Assertion 101: Remain Calm
by Monica A. Frank, PhD

Assertion 101: Remain Calm

I've noticed in my responses to readers asking about managing a passive-aggressive (PA) person, I often note, “And be sure to say this calmly.” When conflict occurs, often the person who can remain calm is the one in control of the situation. But remaining calm is easier said than done for many people especially when confronted by a PA or aggressive person.

Conflict situations when remaining calm can be helpful:

1) Someone has aggressed against you. When someone is taking an aggressive approach, they are seeking aggression or control. Therefore, the more calm you can remain, the more likely you are able to defuse the situation. My training in a psychiatric inpatient unit for paranoid and schizophrenic patients emphasized the importance of being calm when confronted by an aggressive patient.

My karate training also stressed the importance of remaining calm when confronted by an aggressive stranger.

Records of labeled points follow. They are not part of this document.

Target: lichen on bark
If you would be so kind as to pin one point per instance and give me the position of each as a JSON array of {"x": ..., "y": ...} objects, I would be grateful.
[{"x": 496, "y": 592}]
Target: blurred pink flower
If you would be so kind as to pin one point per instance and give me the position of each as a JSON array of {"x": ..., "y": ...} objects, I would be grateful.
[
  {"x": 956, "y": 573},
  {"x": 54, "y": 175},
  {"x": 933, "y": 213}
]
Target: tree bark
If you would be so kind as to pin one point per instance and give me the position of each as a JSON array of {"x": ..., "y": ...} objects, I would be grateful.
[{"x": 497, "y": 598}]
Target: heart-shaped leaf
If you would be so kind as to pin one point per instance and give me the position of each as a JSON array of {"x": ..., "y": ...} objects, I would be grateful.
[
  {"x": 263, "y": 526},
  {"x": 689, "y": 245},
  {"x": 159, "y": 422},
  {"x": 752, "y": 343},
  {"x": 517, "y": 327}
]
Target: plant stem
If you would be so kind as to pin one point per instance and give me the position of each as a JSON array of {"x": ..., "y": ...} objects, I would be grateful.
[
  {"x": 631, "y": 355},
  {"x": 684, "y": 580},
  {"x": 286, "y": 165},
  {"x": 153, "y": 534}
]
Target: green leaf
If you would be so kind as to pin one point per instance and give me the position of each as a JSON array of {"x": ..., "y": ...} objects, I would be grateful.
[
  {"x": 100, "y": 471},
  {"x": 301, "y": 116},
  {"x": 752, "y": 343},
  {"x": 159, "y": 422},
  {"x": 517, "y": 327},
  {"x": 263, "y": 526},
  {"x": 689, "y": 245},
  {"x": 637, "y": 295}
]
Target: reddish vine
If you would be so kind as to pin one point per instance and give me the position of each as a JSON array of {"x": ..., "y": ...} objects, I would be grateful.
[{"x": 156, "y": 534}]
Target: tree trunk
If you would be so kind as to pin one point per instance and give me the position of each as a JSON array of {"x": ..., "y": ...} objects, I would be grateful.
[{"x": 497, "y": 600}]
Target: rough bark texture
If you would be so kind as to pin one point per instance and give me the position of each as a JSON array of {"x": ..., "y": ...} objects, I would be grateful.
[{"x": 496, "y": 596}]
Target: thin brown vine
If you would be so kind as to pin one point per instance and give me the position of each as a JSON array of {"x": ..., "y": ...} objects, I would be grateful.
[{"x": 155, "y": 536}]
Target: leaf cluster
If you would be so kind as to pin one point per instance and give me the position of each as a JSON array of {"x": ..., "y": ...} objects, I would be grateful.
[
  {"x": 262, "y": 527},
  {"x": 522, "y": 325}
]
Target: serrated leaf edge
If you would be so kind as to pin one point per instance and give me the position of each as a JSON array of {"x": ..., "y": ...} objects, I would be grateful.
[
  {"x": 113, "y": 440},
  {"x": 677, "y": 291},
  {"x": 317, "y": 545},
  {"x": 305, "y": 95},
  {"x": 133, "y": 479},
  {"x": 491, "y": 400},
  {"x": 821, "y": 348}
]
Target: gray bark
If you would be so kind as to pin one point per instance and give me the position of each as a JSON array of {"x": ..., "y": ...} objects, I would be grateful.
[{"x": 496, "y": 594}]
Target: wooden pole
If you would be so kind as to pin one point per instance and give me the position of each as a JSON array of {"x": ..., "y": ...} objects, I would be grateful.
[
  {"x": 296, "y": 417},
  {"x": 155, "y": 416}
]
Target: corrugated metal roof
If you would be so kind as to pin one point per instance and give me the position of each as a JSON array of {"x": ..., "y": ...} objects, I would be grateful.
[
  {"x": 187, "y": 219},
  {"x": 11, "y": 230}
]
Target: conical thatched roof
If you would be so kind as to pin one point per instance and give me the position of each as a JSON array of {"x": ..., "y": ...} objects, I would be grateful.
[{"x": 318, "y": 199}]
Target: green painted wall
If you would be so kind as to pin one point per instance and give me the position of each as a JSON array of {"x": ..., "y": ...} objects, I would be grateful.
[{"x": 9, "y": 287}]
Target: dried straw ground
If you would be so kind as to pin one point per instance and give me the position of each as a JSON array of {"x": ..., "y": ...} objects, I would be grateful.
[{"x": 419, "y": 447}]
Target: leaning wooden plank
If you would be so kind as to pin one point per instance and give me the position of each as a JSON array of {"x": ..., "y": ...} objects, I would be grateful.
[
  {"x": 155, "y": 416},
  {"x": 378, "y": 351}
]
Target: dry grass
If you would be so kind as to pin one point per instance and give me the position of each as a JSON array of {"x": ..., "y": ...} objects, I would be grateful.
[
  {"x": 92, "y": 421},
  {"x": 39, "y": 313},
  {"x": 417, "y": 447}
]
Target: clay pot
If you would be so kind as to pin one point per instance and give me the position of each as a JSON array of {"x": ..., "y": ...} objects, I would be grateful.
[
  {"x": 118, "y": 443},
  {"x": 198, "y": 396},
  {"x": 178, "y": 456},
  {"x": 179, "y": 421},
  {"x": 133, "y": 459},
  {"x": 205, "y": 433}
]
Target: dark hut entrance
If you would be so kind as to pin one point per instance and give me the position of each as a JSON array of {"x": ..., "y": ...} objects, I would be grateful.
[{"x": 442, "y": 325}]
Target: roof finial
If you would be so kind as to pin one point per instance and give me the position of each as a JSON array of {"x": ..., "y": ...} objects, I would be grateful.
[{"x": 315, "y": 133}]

Karate taught me to take a stance that appeared to be non-aggressive: stay relaxed, put hands up casually facing outward, slightly back away, and talk calmly. The hope was that we could talk the other person down from aggression but we were also getting in a prepared stance to allow a quick reaction to a physical assault.

So no matter the type of conflict, when confronted by an aggressive person, remain calm, talk low and slow, while looking for an exit from the situation.

2) PA behavior. A person who is PA is wanting to escalate conflict to make you look like the bad guy. The more you remain calm, the less effective the PA behavior is so the PA person does not achieve his/her goal.

3) Trying to solve an unfair situation. When you are frustrated by a situation such as trying to get a car repaired correctly or resolve a dispute with a utility company, the tendency is to become angry. However, showing anger makes the other person defensive and less likely to be amenable to any solutions. Remaining calm helps you to better negotiate frustrating situations.

How to remain calm

1) Practice. Don't think that when a difficult situation arises that you can just calmly respond. Remaining calm is a skill that needs to be created through practice. Sometimes that practice can be done imaginally but if you have a particularly difficult time with it, do role-playing with someone else. For example, both in my training at the psychiatric hospital and in karate we practiced being confronted and remaining calm.

2) Breathing. One of the best quick methods for calming yourself is taking a deep breath. However, this also may not be very effective without practice. The better you are at the relaxation methods, the more effective a single deep breath can be in calming you. So, as indicated above, practice can also help with learning how to calm yourself rapidly. Knowing how to relax doesn't just give the appearance of being calm. Instead, you ARE calm. As a result, you are less likely to show tells of anger.

3) Plan. Most situations don't have to be resolved immediately. You can leave a situation and return to it later when you are calmer. Whether you tell the other person “I'll get back to you about this” or you pretend to have an important appointment (or phone call), you can plan a better time when you have mapped out a strategy and can contain your anger.